20 January 2011

International Man of Lunacy

If you're like me and have an unhealthy obsession with Xinjiang, you've probably read Ahmad Kamal's narrative of Silk Road derring-do, Land without laughter (1940). I've debated with myself and others countless times whether the book is a work of complete fiction or a very real narrative of travel and adventure in 1930s Xinjiang from the perspective of a deranged individual. Land without laughter has the most improbable of protagonists and narrators, Ahmad Kamal, the son of Tatarstan, the crypto-Muslim, born on a Colorado reservation, who learned military tactics at the knee of a banished Prussian officer, an American Muslim liberating the homeland of his brothers. It's full of the good old tropes of pop-orientalist fiction, right down to a dusky-skinned, green-eyed "temporary wife" whose eyes beg for his caress.

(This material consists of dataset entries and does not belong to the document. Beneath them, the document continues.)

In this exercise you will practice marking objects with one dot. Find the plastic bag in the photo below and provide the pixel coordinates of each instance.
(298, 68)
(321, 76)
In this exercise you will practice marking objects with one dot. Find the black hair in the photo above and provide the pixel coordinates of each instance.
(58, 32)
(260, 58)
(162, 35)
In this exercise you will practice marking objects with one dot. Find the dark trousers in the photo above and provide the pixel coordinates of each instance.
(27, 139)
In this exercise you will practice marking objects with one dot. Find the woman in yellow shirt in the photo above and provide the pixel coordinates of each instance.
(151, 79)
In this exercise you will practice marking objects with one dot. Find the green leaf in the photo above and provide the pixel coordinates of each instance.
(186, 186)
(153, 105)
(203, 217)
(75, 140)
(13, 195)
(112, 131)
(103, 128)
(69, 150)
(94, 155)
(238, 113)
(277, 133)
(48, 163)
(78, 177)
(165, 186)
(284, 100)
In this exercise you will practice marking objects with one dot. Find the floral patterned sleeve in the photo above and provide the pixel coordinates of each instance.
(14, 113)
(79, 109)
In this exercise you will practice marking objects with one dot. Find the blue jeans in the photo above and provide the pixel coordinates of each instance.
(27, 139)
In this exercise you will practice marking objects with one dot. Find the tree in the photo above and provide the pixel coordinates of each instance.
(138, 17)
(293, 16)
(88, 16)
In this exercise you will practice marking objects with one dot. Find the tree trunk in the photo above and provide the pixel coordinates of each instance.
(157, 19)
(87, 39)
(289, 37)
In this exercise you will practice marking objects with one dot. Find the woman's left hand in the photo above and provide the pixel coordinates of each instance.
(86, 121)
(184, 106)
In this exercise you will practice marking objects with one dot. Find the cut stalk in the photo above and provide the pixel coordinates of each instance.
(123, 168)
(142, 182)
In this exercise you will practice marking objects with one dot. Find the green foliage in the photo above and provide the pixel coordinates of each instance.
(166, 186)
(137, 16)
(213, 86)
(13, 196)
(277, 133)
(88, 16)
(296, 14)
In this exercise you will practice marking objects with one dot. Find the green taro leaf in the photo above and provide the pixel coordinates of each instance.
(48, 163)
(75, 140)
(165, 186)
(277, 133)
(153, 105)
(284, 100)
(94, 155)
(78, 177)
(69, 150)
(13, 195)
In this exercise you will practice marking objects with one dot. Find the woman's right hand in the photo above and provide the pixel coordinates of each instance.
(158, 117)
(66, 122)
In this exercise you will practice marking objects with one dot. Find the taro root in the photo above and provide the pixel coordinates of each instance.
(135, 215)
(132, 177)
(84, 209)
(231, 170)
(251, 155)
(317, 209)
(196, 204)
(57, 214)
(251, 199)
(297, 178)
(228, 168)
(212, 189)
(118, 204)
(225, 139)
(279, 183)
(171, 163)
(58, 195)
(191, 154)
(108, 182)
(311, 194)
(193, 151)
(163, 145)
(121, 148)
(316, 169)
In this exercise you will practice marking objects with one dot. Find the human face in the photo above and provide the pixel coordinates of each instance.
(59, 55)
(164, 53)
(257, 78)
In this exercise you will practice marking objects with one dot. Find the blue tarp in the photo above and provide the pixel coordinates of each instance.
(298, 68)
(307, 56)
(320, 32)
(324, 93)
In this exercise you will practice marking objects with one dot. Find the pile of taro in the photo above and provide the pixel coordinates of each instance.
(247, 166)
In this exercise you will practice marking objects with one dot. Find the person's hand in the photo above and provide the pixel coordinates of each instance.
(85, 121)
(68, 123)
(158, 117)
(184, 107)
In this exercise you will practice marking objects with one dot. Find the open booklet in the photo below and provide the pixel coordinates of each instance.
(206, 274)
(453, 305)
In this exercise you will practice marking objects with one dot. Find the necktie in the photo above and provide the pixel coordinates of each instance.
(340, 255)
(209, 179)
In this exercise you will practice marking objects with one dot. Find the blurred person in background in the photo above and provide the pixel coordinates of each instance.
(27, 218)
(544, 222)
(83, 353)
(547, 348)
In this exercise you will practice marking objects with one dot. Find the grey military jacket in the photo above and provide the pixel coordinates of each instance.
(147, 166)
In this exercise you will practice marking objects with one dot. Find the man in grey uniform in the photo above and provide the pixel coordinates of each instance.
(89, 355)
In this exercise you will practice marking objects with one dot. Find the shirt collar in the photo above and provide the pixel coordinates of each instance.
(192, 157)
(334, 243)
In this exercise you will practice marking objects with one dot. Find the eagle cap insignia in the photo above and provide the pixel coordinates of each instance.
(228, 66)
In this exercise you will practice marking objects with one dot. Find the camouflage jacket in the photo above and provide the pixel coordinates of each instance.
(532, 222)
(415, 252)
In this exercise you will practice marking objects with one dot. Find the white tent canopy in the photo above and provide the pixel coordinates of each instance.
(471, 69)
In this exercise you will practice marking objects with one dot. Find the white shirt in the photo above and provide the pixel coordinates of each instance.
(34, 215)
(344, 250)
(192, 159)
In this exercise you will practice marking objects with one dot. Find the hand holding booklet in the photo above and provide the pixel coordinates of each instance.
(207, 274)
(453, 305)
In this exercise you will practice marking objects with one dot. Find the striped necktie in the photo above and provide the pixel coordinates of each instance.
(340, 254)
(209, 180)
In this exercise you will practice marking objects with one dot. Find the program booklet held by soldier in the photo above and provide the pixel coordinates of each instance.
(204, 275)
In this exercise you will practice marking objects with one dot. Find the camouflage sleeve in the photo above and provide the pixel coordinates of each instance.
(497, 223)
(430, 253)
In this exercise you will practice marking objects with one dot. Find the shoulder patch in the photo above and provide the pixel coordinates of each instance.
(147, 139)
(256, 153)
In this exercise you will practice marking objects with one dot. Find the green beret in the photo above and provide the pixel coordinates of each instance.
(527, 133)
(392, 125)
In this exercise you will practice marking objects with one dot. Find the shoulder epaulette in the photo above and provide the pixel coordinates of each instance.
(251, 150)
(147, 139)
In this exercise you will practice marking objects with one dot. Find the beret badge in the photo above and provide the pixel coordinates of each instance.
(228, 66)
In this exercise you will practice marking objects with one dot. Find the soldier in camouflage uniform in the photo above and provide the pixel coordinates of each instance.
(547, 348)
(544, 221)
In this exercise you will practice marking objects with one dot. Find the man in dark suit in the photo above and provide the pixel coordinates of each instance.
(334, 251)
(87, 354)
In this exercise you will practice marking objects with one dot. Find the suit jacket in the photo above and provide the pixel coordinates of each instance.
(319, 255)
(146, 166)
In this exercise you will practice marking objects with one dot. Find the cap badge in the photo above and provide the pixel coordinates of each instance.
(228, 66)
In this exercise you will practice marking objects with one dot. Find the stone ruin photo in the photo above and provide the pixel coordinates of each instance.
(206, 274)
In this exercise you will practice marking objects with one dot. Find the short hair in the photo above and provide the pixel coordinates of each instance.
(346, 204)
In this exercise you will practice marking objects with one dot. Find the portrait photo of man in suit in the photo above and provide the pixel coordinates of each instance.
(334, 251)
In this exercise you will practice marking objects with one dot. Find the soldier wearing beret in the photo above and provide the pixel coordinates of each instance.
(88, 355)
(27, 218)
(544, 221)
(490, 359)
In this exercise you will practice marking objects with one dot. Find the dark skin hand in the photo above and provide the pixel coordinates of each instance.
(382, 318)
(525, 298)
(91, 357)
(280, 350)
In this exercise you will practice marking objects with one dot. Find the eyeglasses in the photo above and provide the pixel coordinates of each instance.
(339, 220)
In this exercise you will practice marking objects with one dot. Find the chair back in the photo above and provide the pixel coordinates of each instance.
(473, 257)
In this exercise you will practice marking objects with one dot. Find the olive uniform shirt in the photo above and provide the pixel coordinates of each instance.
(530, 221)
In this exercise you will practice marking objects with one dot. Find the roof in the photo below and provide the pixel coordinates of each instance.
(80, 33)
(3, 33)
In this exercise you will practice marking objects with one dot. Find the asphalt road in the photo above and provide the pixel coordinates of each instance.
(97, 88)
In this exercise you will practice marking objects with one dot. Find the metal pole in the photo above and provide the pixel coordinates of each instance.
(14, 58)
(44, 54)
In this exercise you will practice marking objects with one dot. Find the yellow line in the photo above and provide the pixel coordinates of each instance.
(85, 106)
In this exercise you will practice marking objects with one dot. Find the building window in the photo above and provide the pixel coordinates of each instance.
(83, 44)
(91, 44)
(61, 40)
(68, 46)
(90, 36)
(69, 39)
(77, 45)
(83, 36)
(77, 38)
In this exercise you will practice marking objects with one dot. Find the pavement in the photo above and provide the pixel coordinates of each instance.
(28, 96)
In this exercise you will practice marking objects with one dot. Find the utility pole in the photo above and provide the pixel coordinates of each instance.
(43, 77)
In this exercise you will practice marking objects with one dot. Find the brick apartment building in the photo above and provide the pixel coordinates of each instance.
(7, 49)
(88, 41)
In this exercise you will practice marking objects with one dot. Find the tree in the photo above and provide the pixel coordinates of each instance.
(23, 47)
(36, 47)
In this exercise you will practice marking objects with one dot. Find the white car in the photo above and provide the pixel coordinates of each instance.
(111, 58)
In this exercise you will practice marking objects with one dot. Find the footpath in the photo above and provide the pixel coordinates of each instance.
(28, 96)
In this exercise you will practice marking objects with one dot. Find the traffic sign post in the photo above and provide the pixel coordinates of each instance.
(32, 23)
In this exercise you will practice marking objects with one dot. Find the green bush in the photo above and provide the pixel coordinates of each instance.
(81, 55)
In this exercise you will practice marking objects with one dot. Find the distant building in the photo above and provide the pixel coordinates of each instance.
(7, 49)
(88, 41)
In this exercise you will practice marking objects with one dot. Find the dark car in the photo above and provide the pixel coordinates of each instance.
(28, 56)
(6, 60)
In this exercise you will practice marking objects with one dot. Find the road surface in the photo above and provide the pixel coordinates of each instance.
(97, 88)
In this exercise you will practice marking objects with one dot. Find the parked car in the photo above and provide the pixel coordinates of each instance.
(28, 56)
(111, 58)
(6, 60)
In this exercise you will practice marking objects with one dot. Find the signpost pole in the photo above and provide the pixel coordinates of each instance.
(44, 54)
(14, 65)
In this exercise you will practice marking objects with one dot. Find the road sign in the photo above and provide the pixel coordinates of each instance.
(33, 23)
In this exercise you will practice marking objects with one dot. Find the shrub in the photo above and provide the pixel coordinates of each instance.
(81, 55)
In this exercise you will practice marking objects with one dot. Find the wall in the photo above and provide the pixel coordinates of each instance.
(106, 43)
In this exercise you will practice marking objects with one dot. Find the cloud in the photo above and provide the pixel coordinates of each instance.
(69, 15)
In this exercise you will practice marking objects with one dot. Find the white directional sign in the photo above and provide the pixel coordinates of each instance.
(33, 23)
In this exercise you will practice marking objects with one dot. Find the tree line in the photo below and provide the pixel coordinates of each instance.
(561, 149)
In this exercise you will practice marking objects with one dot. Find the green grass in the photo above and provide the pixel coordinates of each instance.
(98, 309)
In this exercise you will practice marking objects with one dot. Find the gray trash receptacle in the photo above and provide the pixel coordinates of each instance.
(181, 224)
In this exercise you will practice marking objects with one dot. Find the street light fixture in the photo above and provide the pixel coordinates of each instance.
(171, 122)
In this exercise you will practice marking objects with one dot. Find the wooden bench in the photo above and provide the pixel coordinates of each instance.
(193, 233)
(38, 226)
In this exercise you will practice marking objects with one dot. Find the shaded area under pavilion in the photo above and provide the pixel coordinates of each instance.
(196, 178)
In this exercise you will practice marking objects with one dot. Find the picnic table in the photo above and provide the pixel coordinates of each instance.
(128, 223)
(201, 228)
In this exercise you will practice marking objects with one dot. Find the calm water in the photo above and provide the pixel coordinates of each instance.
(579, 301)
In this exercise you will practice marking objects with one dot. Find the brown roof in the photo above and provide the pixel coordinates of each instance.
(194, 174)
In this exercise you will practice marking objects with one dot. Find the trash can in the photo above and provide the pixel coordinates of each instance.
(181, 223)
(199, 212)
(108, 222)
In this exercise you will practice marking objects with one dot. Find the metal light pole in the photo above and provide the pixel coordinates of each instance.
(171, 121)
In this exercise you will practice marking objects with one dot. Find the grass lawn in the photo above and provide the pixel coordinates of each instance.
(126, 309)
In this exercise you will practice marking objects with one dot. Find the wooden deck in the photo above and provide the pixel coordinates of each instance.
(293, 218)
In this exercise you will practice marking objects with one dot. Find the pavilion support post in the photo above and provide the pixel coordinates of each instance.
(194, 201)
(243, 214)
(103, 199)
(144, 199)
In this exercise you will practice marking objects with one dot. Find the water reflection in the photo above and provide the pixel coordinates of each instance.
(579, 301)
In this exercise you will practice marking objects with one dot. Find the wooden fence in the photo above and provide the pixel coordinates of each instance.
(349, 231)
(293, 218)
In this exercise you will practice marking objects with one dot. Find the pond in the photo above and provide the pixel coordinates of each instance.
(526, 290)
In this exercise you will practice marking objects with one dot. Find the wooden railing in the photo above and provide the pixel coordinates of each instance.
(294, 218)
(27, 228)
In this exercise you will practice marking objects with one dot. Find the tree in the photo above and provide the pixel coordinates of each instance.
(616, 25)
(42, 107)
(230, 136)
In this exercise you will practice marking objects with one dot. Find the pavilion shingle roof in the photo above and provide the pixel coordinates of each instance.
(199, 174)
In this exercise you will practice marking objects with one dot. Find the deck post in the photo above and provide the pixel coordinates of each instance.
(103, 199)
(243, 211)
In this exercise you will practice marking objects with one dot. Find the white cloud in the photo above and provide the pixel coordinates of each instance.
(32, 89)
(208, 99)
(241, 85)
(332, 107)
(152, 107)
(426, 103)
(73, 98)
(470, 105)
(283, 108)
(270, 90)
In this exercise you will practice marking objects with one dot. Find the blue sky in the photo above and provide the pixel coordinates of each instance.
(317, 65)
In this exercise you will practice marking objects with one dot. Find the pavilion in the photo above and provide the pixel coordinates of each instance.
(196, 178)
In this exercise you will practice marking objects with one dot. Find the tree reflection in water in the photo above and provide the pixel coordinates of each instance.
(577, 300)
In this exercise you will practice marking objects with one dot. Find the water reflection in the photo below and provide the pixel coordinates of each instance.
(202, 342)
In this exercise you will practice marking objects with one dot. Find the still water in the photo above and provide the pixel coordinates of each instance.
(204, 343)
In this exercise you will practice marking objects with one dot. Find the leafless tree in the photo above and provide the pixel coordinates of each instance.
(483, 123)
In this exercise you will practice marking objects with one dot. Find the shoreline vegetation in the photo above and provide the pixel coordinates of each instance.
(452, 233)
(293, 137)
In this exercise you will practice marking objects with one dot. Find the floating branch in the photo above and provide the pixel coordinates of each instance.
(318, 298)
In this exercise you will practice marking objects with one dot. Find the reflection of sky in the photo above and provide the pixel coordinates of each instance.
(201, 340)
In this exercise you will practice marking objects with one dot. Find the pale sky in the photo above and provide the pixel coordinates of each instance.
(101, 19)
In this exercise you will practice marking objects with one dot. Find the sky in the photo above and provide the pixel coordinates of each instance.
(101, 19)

It turns out to be authentic, at least more or less.

Ahmad Kamal turns up again in A mosque in Munich: Nazis, the CIA, and the Muslim Brotherhood in the West (2010), a new book by journalist Ian Johnson recounting the CIA's role in fostering Islamist groups as a counter to Soviet influence. Kamal, as it turns out, was born Cimarron Hathaway in 1914 to a well-off family in a Denver suburb. Some storm in his head, as his children will tell you, drove him to become "Qara Yusuf," son of Kara Yakub, a man in search of his long-lost Turkic father. The rest of his life combined literary endeavors in both Arabic and English with a strange and still mysterious intelligence career.

I won't cut into Johnson's book sales, nor could I summarize this story in a blog post. If you locate the book for yourself, go straight to chapter 10 ("The novelist's tale") and beyond. It's worth a read.

As for Land without laughter itself, if you haven't read it, you should, and, if you have, you should re-read it with a little less caution. Ahmad Kamal has been easy to dismiss because his stories seem so unlikely, but, since his CIA file says he was in Xinjiang in 1935, this could be a good source for the history of the Sheng Shicai period. I, for one, am going to try to get through the rest of his ouevre.

15 January 2011

Who Was Du Tong?!

Du Tong (1864-1929), courtesy name Zidan, style name Yangzi, was, in my estimation, a historically significant human being. Du, apparently of Manchu descent, came from a prominent clan in Yangliuqing township near Tianjin. Not only is Du known even today as a fine calligrapher, he also passed the imperial exam in 1892 and went on to be a compiler at the Hanlin Academy, whence emerged the cream of Qing China's official class. He associated with reformists and modernizers like Zhang Jian, toured Japan to assess its school system, and, in 1906, was appointed one of the first provincial Commissioners of Education. His tenure in Xinjiang province from 1906 to 1911 saw a tremendous expansion of the school system there on the model of the program then being implemented hurriedly all over the Qing empire. In short, Du Tong was a scholar, a transformative official, and an artist.

At this point, Du Tong pretty much disappears. From three wives, Du Tong left seven children, many of them well-educated and accomplished. The memoirs of his daughter, Du Lianhe, herself an important scholar of late Imperial Chinese history in her own right, note only his death in 1929.

It took me countless man-hours to figure even this much out. Dozens of biographical dictionaries of the Qing and of the Republic and another half-dozen works on artists turned up nothing on Du Tong beyond what I could get from Wikipedia. The great MQNAF (Ming-Qing Name Authority File), usually a go-to for biographies of officials, had nothing. It took a random, desperate search in a book produced in 2004 by the Shaanxi Travel Press to find anything new, at which point I considered my victory nearly achieved. Soon, I hope, I will have some more scraps of his personal writings, contained in an obscure and minor text held, luckily, by my university's library depository.

As I must wait until Monday for this book to arrive in my hands, I have determined to start a blog to document my travails. I join the ranks, then, of graduate students with blogs, and commit myself to a little more time each week in front of the LCD screen on my loyal old Toshiba Satellite.

Here, I am hoping to do two things: First of all, I want to discuss the problems of working on my favorite region of the world, Xinjiang, as a budding historian. Studying Xinjiang, as I was once told, "takes a certain kind of nut." Several years of graduate school and eight or so languages later, I face a task that expands exponentially even as it narrows day by day. How does one go about studying Xinjiang history? Central Asian history? Chinese history? Should I even be doing this?

Second, this space will present my life in montage. I am from the generation, I feel, where ritual broke down and the master narratives that are meant to guide us all drifted out the window. What is there left but to assemble the scraps and snippets and fit them back together like a local gazetteer?